Há meses, a ameaça de uma "reunificação" com a "pátria mãe" vem se agravando. E expõe demais uma Santa Sé que continua a ser o único Estado ocidental a ter mantido relações com um governo pró-Ocidente que Pequim pretende banir em nível mundial, como um pré-requisito para normalizar aquela anomalia por bem ou por mal. As outras nações que mantêm relações diplomáticas com a democracia de Taipé são apenas 15, com peso geopolítico irrisório: reduzidas a menos da metade em comparação com as 32 em 2000, graças a uma operação de lobby científico, que visa isolar aquela que antes era chamada de Formosa, a apenas 180 quilômetros por mar da China comunista. A assertividade do regime anda de mãos dadas com uma acentuação do controle de parte do Partido Comunista.

As dificuldades econômicas levam a temer um reflexo nacionalista e da tentativa do regime de Pequim de descarregar as tensões no exterior, sobre um "inimigo". Trata-se de um terreno escorregadio, que cruza as perplexidades dos Estados Unidos sobre o acordo Vaticano-China. Em menos de uma semana, o presidente dos Estados Unidos, Joe Biden, encontrará o Papa Francisco pela primeira vez como autoridade eleita. Ele o havia encontrado como vice de Barack Obama no final de 2015, em Filadélfia. As relações com a superpotência asiática continuarão sendo o pano de fundo de uma conversa que promete ser cordial, amistosa e ao mesmo tempo potencialmente espinhosa. E não apenas porque o chefe da Casa Branca acaba de declarar que os EUA defenderão inclusive militarmente Taiwan de um ataque chinês.

Biden, depois de John Kennedy, é o segundo presidente católico estadunidense. E ele reivindica a sua fé religiosa, ao contrário de Kennedy que temia as reações protestantes. Mas em questões como o aborto, novamente definido como "um homicídio" há poucos dias pelo pontífice argentino, as distâncias são vistosas. E no ano passado, outro tema divisivo apareceu. “Dos bispos estadunidenses, mas também de muitos episcopados latino-americanos, estamos recebendo sinais preocupantes pela forma como o governo Biden administra o problema da imigração”, alertam os homens mais próximos de Francisco. "Donald Trump teve uma atitude mais vigorosa e flagrante contra aqueles que tentavam entrar nos EUA pelo Sul. Mas no final, a hostilidade e a dureza para com os imigrantes são bastante semelhantes entre ele e Biden”. É uma questão à qual o Papa é muito sensível e que divide a opinião pública tanto na Europa como nos Estados Unidos.

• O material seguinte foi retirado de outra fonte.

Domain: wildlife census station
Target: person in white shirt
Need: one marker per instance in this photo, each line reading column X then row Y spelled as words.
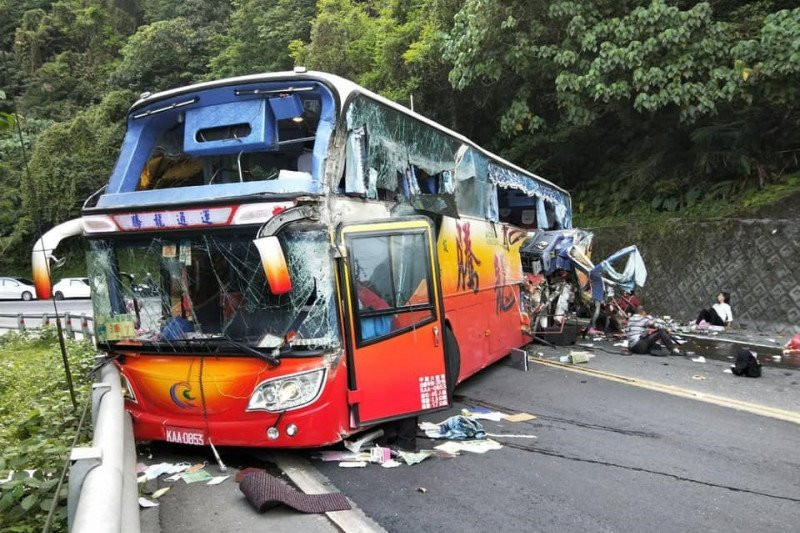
column 718, row 314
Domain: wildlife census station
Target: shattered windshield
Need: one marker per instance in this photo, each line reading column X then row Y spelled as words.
column 164, row 290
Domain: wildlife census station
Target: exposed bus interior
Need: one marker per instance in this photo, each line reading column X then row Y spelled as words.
column 231, row 140
column 394, row 157
column 164, row 292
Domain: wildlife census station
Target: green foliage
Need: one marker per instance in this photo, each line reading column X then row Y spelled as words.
column 258, row 36
column 162, row 55
column 72, row 159
column 37, row 425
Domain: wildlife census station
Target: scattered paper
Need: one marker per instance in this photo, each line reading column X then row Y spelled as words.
column 474, row 446
column 501, row 435
column 520, row 417
column 153, row 471
column 160, row 492
column 356, row 445
column 197, row 475
column 380, row 455
column 495, row 416
column 412, row 458
column 144, row 503
column 353, row 464
column 335, row 455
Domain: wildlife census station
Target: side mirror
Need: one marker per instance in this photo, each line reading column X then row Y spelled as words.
column 274, row 263
column 42, row 255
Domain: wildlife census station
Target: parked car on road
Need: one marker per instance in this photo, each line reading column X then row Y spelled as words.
column 72, row 288
column 16, row 289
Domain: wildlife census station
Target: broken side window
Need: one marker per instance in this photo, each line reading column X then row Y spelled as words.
column 407, row 160
column 476, row 195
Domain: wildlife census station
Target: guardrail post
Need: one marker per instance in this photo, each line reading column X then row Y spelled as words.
column 83, row 460
column 68, row 325
column 87, row 334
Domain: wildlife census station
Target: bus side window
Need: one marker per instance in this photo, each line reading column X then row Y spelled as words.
column 391, row 283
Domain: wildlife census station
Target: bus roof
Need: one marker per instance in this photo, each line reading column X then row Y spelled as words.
column 344, row 89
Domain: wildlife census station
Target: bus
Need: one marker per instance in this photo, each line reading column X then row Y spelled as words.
column 285, row 259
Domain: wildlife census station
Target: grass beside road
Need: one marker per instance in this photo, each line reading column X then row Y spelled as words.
column 37, row 425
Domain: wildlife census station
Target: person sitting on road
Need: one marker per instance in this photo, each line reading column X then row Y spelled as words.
column 628, row 302
column 641, row 341
column 718, row 314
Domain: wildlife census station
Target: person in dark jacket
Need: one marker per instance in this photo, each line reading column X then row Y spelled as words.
column 642, row 338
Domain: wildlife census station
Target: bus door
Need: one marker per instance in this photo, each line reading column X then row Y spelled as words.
column 394, row 320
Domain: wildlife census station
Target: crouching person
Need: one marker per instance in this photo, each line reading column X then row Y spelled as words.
column 642, row 338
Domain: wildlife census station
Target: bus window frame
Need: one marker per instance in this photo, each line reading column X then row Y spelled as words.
column 360, row 342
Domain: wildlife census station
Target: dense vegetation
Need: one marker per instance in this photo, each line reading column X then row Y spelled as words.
column 37, row 426
column 638, row 106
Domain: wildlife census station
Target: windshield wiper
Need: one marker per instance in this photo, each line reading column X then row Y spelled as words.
column 227, row 341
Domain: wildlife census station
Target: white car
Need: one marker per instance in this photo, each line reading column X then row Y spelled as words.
column 16, row 289
column 72, row 288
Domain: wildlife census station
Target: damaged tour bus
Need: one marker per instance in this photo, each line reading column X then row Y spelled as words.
column 285, row 259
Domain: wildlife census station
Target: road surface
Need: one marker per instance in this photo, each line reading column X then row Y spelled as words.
column 608, row 457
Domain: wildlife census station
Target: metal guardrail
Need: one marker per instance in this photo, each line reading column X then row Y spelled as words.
column 46, row 319
column 103, row 492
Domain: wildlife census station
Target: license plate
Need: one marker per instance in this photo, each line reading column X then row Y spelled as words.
column 185, row 436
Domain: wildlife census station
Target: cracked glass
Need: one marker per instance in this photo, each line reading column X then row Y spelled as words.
column 162, row 291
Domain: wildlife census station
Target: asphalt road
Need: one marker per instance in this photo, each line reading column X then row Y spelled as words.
column 39, row 307
column 608, row 457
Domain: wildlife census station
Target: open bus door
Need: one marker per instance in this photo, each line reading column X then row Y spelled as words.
column 394, row 322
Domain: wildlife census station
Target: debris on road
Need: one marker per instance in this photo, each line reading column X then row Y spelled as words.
column 520, row 417
column 145, row 503
column 456, row 427
column 482, row 413
column 265, row 492
column 473, row 446
column 355, row 446
column 196, row 476
column 352, row 464
column 160, row 492
column 412, row 458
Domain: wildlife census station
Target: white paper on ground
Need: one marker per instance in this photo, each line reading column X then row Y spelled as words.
column 511, row 435
column 474, row 446
column 356, row 445
column 144, row 502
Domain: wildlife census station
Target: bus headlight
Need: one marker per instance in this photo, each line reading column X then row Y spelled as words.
column 287, row 392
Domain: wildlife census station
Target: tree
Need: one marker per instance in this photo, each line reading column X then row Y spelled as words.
column 258, row 36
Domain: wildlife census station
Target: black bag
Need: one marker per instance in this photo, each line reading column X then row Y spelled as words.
column 746, row 364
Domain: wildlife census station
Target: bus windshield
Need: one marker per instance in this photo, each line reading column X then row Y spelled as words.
column 160, row 290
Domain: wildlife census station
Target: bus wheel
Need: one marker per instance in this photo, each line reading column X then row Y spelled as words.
column 453, row 358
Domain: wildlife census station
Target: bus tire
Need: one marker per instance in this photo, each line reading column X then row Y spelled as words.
column 453, row 359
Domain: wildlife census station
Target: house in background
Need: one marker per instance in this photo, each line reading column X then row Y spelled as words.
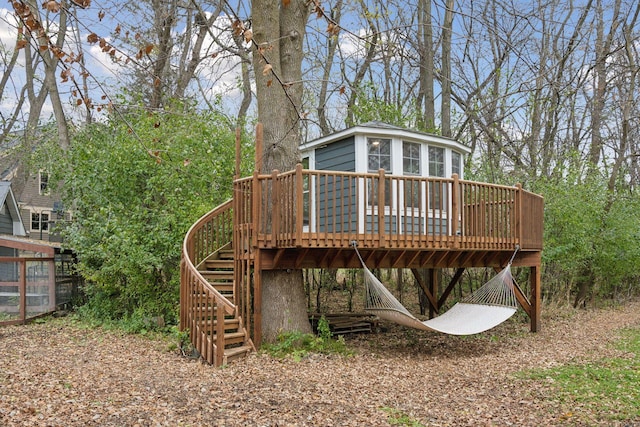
column 411, row 205
column 36, row 274
column 40, row 205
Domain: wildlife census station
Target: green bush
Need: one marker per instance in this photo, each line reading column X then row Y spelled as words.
column 298, row 345
column 135, row 184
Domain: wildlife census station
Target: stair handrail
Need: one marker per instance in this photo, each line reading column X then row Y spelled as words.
column 188, row 253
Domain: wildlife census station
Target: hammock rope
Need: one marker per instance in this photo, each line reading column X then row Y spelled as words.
column 485, row 308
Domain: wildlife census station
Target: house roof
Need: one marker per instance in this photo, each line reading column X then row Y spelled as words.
column 383, row 129
column 6, row 195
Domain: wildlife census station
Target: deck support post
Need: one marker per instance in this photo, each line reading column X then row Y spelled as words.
column 23, row 292
column 432, row 280
column 534, row 283
column 381, row 205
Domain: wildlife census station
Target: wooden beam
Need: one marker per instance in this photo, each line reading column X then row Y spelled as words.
column 425, row 288
column 302, row 253
column 534, row 283
column 454, row 281
column 400, row 257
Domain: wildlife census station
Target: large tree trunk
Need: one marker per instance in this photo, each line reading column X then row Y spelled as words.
column 278, row 32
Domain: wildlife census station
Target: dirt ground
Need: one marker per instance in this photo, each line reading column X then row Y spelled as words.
column 59, row 373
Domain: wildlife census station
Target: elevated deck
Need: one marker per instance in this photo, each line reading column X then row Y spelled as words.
column 311, row 219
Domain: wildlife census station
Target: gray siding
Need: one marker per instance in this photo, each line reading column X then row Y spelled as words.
column 6, row 222
column 338, row 156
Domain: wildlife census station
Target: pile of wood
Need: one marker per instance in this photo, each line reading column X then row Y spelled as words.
column 346, row 323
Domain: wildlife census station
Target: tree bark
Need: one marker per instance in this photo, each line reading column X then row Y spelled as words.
column 278, row 30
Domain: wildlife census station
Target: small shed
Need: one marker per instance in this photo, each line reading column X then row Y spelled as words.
column 36, row 278
column 376, row 145
column 10, row 219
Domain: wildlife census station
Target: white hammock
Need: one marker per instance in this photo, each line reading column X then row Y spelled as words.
column 486, row 308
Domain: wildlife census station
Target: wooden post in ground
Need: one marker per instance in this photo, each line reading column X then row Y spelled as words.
column 534, row 282
column 238, row 153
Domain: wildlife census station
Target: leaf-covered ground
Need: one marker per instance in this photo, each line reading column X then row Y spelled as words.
column 59, row 373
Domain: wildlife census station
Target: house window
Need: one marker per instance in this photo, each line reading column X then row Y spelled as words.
column 44, row 182
column 40, row 221
column 437, row 191
column 379, row 157
column 379, row 150
column 456, row 163
column 410, row 158
column 436, row 161
column 306, row 201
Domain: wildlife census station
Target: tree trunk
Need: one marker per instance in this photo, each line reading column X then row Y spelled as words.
column 278, row 30
column 446, row 69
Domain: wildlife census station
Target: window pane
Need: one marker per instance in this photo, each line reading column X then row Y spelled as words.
column 436, row 161
column 379, row 154
column 456, row 162
column 410, row 158
column 35, row 221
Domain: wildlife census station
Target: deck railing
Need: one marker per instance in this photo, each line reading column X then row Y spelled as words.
column 201, row 303
column 305, row 208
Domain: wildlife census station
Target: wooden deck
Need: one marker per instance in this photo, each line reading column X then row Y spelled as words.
column 311, row 219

Traz de volta o ditado segundo o qual "para a Santa Sé é melhor tratar com presidentes estadunidenses não católicos". Para tornar mais inquietos tanto o Vaticano como o episcopado dos Estados Unidos, desde sempre na trincheira contra o chamado "relativismo ético", soma-se uma Igreja em grande dificuldade.

As contribuições financeiras dos benfeitores estadunidenses estão diminuindo, devido aos escândalos e à longa onda de casos de pedofilia. Mas, acima de tudo, "estamos percebendo que a secularização do Ocidente está acontecendo em todos os lugares: até mesmo em nos EUA que considerávamos capaz de resistir a essa deriva cultural", observa um alto expoente do Vaticano. O temor, em perspectiva, é o de “um catolicismo cada vez mais de minoria. Apegado aos seus valores, determinado a testemunhá-los. Mas com o risco de se tornar uma fé de elite. Por outro lado, a ideia de atender os sinais dos tempos mostra-se suicida. Ela foi seguida pelas confissões protestantes que se encontram em situação pior do que a nossa”.